Frios Gourmet Pops sells in multi-million dollar deal
By Donna Thornton / Times Staff Writer
Posted Dec 27, 2018 at 2:19 PM
Updated Dec 27, 2018 at 7:20 PM
Frios Gourmet Pops founder Andy Harp says he’s sold the company he started in his garage in a multi-million dollar deal.
The buyer, Cliff Kennedy of Mobile, is a franchisee who plans to expand the brand nationwide, he said.
The company, started in 2013, already has grown substantially, with 36 locations in about 10 states, Harp said.
“It’s always been my plan to get the company to a point where I could hand it off to someone who can grow it even bigger than it’s become,” Harp said. When Kennedy came to him and said he thought he was the guy who could do that, Harp said, he decided it was time to sell.
″(Kennedy) made us an offer that we couldn’t refuse financially,” he said.
Kennedy said he operated three Frios locations, from Mobile to Pensacola. He said he called Harp out of the blue, with the idea of buying out Frios. He said the plan has been in the works since August. He hopes to have Frios production moved to Mobile by February or March. He’s excited to bring the business, and new jobs to Mobile.
Kennedy said his background is in a family-owned business that his grandfather started, and his mother now operates.
There seems to be, Kennedy said, a top brand in most every category. “I want Frios to be the top brand in gourmet pops across the country,” he said.
The brand was built on offering frozen desserts made with fresh and unique flavors. Spurred by his “disdain” for corporate life, Harp ventured into his own business. He started selling the pops from a cart on Broad Street, which led to a storefront and the sales of the pops in a number of locations in Gadsden and the surrounding area.
The business outgrew its starter kitchen and moved into a 16,00- square-foot facility in Rainbow City. Harp said the Frios production will move to Mobile, and he plans to use the Rainbow City facility for his next venture: hydroponic farming of micro-greens and sprouts that he plans to take to supermarkets across the Southeast. He said he hopes to be up and running by late February or March; he’s already doing some small-scale growing that he plans to expand greatly.
“This was a multi-million dollar deal,” Harp said, “But I’m not ready to retire yet.” He said the entrepreneurial spirit runs in his family, and in his blood. This step, he said, allows him to control his own destiny.
Harp also owns Harp and Clover restaurant on Court Street.
“It’s a good day,” Harp said, but he will miss the pops business.

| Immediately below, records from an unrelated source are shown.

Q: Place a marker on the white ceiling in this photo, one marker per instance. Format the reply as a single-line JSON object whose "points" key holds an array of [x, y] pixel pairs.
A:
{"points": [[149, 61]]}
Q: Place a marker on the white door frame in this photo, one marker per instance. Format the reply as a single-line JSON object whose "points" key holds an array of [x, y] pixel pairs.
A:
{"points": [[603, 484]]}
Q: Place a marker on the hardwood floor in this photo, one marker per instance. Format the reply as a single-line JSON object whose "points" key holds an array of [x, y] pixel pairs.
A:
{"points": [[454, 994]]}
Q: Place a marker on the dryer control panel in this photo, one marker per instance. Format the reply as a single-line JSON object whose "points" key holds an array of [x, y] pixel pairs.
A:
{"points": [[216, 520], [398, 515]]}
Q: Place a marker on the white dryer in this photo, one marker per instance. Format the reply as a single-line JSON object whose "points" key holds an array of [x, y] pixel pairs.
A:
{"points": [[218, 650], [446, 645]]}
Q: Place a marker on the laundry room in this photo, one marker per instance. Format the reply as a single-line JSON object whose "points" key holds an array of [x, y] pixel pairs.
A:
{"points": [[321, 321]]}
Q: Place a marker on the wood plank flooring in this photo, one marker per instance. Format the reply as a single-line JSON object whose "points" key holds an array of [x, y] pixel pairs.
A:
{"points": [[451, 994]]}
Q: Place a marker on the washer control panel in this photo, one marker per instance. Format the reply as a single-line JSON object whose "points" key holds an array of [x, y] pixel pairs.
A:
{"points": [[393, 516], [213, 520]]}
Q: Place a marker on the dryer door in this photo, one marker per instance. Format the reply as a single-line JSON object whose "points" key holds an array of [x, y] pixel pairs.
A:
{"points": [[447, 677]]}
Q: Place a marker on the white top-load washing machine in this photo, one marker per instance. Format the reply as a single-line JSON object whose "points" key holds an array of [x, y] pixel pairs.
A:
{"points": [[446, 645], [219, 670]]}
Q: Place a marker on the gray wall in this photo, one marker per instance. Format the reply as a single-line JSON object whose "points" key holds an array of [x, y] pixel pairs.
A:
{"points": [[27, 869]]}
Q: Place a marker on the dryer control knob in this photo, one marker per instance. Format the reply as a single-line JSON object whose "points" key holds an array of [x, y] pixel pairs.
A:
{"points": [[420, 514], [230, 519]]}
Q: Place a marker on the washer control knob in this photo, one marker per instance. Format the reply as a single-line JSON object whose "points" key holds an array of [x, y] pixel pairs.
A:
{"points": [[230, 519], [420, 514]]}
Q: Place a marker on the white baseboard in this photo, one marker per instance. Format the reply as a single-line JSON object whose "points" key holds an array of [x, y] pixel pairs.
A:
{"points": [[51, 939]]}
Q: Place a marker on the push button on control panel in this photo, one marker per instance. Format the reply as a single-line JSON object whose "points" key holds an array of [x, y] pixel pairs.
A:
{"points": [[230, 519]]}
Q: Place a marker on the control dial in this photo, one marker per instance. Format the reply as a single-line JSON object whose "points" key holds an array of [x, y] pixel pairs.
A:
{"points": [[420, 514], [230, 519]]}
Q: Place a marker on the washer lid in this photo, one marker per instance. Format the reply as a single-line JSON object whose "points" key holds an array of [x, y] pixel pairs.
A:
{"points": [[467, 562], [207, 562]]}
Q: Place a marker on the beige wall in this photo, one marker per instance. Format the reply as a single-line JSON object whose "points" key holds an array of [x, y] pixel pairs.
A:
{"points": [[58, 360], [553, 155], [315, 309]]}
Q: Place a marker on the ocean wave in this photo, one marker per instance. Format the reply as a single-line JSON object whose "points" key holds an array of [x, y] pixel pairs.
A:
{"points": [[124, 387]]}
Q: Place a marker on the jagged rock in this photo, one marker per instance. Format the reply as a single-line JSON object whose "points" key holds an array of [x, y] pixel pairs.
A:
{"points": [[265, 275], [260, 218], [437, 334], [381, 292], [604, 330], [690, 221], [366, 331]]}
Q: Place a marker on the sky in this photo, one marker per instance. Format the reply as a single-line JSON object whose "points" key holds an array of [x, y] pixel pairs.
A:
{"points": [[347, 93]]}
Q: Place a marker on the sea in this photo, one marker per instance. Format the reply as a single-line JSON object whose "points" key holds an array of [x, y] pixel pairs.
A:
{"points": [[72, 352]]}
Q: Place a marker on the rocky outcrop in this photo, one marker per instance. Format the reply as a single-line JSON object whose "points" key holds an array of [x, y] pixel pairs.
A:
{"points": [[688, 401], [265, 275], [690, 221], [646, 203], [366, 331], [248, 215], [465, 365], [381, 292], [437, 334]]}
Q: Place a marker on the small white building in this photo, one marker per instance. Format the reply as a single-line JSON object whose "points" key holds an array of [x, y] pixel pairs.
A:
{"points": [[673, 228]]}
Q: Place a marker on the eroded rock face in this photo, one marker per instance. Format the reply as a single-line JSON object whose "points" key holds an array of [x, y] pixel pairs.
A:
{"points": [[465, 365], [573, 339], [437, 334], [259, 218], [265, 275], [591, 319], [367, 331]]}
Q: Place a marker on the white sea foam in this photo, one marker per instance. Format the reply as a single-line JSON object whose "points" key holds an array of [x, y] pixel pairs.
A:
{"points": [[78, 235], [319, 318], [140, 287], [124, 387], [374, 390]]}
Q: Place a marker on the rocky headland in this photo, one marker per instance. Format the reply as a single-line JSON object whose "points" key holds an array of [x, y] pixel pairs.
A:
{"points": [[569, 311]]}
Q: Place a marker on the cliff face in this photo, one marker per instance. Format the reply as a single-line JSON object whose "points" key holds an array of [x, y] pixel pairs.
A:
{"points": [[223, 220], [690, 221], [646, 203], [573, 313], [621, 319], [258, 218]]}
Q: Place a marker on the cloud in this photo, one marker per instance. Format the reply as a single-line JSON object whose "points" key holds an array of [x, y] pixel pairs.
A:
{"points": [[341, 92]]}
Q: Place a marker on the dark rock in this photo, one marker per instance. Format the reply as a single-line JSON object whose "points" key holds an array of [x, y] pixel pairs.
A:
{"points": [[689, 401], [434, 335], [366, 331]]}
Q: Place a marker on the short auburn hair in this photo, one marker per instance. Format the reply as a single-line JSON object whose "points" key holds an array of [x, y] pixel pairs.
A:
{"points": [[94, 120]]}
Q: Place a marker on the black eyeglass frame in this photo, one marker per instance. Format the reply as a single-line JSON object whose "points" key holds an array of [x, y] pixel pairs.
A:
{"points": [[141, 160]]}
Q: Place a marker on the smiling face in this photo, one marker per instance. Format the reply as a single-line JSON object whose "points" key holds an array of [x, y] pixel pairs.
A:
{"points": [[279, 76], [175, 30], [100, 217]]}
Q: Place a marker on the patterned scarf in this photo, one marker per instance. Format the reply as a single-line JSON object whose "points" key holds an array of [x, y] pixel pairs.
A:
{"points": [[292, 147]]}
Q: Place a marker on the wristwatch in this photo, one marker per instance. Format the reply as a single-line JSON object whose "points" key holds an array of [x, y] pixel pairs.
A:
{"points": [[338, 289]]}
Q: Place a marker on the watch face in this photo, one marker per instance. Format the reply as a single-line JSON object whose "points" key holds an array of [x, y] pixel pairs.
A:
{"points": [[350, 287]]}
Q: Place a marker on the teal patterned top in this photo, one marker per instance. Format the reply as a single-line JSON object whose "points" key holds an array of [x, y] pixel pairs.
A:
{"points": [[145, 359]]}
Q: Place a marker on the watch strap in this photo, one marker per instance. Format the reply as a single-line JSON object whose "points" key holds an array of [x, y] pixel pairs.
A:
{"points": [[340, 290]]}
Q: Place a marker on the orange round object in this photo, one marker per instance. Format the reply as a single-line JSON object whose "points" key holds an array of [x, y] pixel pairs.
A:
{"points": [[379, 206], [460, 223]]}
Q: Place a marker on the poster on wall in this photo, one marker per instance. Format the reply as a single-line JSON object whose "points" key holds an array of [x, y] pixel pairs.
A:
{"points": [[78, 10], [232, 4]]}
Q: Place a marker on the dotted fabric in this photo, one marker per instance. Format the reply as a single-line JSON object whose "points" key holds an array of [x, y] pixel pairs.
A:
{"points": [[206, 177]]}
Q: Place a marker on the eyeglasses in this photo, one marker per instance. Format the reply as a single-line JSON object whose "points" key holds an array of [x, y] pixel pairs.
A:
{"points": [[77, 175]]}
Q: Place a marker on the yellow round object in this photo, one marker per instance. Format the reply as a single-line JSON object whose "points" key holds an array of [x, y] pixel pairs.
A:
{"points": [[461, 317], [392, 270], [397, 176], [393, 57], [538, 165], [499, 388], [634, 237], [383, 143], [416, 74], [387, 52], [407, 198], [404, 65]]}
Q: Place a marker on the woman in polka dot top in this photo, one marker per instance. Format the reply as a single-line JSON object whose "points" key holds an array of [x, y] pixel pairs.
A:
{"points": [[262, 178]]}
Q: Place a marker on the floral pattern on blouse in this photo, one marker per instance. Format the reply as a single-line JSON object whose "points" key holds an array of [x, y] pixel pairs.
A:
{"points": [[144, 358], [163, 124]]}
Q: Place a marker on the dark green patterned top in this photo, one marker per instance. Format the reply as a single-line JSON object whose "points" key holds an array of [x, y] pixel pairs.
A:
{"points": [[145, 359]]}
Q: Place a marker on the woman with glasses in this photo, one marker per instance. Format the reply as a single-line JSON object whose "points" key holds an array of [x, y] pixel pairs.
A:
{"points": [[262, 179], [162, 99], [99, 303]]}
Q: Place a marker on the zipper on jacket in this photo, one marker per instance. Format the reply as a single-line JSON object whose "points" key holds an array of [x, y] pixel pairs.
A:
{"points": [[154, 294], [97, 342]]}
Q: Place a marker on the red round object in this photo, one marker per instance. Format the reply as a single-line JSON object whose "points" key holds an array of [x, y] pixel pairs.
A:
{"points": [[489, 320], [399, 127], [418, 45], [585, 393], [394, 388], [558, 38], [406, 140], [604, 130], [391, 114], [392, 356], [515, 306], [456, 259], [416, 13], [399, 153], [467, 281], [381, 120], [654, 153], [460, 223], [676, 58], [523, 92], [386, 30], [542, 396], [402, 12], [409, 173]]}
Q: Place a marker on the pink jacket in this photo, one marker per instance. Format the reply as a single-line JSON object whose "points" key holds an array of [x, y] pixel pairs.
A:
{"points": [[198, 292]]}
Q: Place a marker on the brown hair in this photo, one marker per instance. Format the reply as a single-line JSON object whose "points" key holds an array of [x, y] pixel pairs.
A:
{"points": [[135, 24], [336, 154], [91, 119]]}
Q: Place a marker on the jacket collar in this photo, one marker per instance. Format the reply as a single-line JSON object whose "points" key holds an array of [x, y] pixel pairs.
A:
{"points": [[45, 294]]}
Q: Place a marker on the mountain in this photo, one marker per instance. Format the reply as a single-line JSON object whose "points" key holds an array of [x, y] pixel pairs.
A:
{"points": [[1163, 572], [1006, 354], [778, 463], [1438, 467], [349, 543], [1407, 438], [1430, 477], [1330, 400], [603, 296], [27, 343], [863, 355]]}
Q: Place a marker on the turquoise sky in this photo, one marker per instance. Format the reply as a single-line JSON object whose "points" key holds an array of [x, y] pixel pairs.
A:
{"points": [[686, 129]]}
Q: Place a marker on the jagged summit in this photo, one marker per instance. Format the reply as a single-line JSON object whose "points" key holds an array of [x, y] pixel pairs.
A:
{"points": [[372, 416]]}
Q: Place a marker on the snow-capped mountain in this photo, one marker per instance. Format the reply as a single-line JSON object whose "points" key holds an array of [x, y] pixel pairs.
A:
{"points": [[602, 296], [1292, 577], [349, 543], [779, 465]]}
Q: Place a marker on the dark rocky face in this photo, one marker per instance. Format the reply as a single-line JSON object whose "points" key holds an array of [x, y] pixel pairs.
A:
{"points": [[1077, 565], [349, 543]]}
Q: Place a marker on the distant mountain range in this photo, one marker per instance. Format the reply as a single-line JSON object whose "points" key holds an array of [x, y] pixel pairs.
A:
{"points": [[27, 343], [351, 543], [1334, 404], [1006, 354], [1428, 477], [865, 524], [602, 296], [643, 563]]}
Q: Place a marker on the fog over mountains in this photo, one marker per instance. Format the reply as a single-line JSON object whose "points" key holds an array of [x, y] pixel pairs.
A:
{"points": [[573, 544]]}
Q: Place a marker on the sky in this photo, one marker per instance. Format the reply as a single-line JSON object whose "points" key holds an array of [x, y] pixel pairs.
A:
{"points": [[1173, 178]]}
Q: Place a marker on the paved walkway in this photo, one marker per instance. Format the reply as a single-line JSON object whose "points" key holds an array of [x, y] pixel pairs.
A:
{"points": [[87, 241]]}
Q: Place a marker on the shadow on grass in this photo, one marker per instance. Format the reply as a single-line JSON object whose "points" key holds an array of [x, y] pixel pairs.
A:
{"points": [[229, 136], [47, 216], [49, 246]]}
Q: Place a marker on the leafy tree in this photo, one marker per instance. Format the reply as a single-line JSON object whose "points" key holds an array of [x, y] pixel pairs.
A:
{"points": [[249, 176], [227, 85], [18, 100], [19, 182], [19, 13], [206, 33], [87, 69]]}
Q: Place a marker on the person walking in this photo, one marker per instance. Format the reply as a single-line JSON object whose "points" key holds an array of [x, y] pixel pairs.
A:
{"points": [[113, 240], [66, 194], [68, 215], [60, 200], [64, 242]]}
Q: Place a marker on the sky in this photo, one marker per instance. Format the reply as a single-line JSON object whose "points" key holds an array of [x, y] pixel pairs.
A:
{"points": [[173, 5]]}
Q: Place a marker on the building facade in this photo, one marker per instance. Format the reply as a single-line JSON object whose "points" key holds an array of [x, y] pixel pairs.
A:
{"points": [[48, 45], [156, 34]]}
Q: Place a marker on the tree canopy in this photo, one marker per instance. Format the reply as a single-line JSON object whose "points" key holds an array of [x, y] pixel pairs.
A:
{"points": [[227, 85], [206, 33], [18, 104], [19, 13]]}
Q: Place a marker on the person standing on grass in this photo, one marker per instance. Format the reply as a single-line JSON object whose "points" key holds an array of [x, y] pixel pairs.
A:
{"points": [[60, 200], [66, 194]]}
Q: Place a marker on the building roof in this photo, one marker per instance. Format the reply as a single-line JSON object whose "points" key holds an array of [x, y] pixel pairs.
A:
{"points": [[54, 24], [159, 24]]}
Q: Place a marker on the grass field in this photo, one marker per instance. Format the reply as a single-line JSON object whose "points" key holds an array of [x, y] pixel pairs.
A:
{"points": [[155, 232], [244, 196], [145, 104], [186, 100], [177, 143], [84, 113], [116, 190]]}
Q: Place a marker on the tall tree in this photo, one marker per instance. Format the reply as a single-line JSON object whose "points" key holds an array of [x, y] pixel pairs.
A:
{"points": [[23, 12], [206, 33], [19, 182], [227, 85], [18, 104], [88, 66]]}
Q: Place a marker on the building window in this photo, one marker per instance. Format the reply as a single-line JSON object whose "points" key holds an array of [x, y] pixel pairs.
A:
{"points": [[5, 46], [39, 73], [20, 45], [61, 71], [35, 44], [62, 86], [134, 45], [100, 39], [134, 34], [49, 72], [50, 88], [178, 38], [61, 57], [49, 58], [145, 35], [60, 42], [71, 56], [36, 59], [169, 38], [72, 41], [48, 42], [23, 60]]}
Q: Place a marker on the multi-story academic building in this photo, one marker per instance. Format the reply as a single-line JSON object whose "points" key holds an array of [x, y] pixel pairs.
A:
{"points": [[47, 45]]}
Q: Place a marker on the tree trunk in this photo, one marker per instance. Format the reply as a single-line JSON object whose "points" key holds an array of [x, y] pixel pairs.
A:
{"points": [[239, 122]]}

When he told people about it five years ago, he said, “I got a lot of funny looks.” He said he was grateful for supporters like Downtown Gadsden Inc. Director Kay Moore for allowing him to set up on a corner, and the Alabama Teachers Credit Union for its support when no one else would give the business a loan.
And Harp said the people of Gadsden supported the business, helping to make it a “viral” success through word of mouth.
He said he’s excited about his new venture, and to see Frios grow beyond the Southeast.
“I’m humbled, to know that I started it,” Harp said.